The Neighbors Will Take the Chickens

by Nancy Parshall

The rain doesn’t surprise Molly, but she didn’t expect it so early. She grabs a t-shirt and jeans from the laundry room, slops some coffee in the tall mug, fills the cat’s food bowl, snatches an umbrella, and heads out before Frank is up. Molly sees rainy days as God’s permission slip to take scenic drives along M-22, sit in the Perk-n-Brew reading Good Housekeeping, visit Aunt Helen. It doesn’t matter what, she just doesn’t want to ride Frank’s rainy roller coaster.

He punches holes in the drywall on rainy days. He suffers from nightmares, shame, Jim Beam. He says he hears the sound of wheels sliding on wet pavement, the crunch of metal, the girl’s scream. He keeps her obituary on his desk.

“Frank, I’m home,” Molly says. She struggles with bags at the door. Outside, the rain has stopped. “Frank?”

Judge Judy sounds a warning in the TV room.

Molly notices Frank brought the mail in and separated it in two piles, his and hers.
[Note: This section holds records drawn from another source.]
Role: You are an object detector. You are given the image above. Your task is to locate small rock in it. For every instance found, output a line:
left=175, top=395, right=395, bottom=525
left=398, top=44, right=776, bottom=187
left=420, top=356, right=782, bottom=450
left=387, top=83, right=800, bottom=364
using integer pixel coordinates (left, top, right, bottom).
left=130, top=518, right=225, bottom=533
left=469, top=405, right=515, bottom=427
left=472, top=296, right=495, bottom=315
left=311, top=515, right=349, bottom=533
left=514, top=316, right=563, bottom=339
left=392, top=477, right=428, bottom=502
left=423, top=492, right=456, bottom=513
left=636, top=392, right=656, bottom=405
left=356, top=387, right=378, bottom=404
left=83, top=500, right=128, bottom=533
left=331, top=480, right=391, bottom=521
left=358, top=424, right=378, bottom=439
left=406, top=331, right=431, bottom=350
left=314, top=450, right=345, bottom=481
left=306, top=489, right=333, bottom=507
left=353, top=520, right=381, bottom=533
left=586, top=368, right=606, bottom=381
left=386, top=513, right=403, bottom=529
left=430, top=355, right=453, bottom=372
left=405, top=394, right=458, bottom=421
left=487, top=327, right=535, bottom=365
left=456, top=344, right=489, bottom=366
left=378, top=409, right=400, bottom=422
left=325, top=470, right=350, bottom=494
His clean breakfast dishes rest in the drying rack. The counter, wiped. He took over kitchen duties after being let go from his Dow Chemical sales job. They said they couldn’t wait for him to complete his sentence.

She creeps closer to the kitchen table. Winchester 22 Magnum bullets lay scattered. “Dangerous within 1¾ miles,” the silver box reads.


She pushes the coats aside in the closet and finds Frank’s rifle missing from the back corner. He gave up hunting years ago. She heads down the hall to the TV room, past family portraits on the wall, past his framed diplomas. Then—a gunshot.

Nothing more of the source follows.